Closed Bug 806096 Opened 12 years ago Closed 12 years ago

Pandaboard builds with new kernel don't always boot

Categories

(Firefox OS Graveyard :: GonkIntegration, defect)

ARM
Gonk (Firefox OS)
defect
Not set
major

Tracking

(Not tracked)

RESOLVED FIXED

People

(Reporter: cmtalbert, Assigned: tzimmermann)

References

Details

Attachments

(7 files)

So, the new kernel that Thomas created is not working on all panda boards.  We cannot seem to determine why. We have exact same board revisions, same connectors, connected in the same order, and when we put an sdcard flashed with this kernel into one board, it boots, and in another board it doesn't.  Out of 4 identical boards, 2 booted and 2 didn't.  The boards that don't boot get to the "booting kernel" line in the serial console and then hang indefinitely.  Here is the output from one such failed attempt:

Texas Instruments X-Loader 1.41 (Oct 21 2011 - 09:28:33)
OMAP4460: 1.2 GHz capable SOM
Starting OS Bootloader from MMC/SD1 ...


U-Boot 1.1.4-gedeced79 (Feb  6 2012 - 09:27:11)

Load address: 0x80e80000
DRAM:  1024 MB
Flash:  0 kB
Using default environment

In:    serial
Out:   serial
Err:   serial

efi partition table:
     256     128K xloader
     512     256K bootloader
    2048       8M recovery
   18432       8M boot
   34816     512M system
 1083392     256M cache
 1607680   14408M userdata
Net:   KS8851SNL
Hit any key to stop autoboot:  0 
kernel   @ 80008000 (3786640)
ramdisk  @ 81000000 (164989)
I2C read: I/O error

Starting kernel ...

Uncompressing Linux... done, booting the kernel.
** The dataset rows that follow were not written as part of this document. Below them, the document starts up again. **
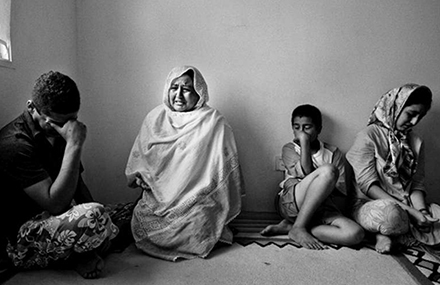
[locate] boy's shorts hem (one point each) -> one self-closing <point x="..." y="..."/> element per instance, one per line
<point x="287" y="208"/>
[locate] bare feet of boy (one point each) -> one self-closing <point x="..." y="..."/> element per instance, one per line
<point x="304" y="238"/>
<point x="89" y="265"/>
<point x="383" y="243"/>
<point x="281" y="228"/>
And it just hangs there ^ forever.  When the build does work, it shows the same output, stops on the "booting the kernel" line for about one second and then starts booting the kernel and outputting information. Malini and I bisected the commits in https://github.com/mozilla-b2g/android-device-panda/commits/master and we found that the first build that has a problem is the first commit with the new kernel - commit: 2042c6165da208f88b16d77cd5fd36d3d14938ec

If we flash an sdcard with the old kernel (before this commit), then we can put that sdcard into any panda and that panda will boot. However, with the new kernel, about 50% of the pandas we try with the new kernel will not boot.

When the kernel does not boot on a panda, it is very reproducible. So, I have a board here that exhibits this behavior and I can mail it to you if you want to take a look at it.
I'm just starting the process of getting my pandboard up and running.

These types of problems often mean that something failed early on in the kernel. There is a feature called EARLY PRINTK which can be enabled to see the failure messages.

Currently, printk messages are buffered and when the kernel reaches the point where it can, then it dumps the printk buffer.

EARLY printk causes the messages to go immediately to the serial port, and not just get buffered. It typically requires a few lines of support code (the I/O memory map for the serial port needs to be setup and the code which writes to the serial port needs to be written). I'd imagine that this is already done for the pandaboard.
Another trick that can be employed is to reboot after the failure but immediately drop into u-boot, and use u-boot to dump the memory where the printk buffer is found.

To do this you need to determine the virtual address of the symbol __log_bug (This should be in the System.map file). Then you need to figure out the physical address that the kernel is loaded at.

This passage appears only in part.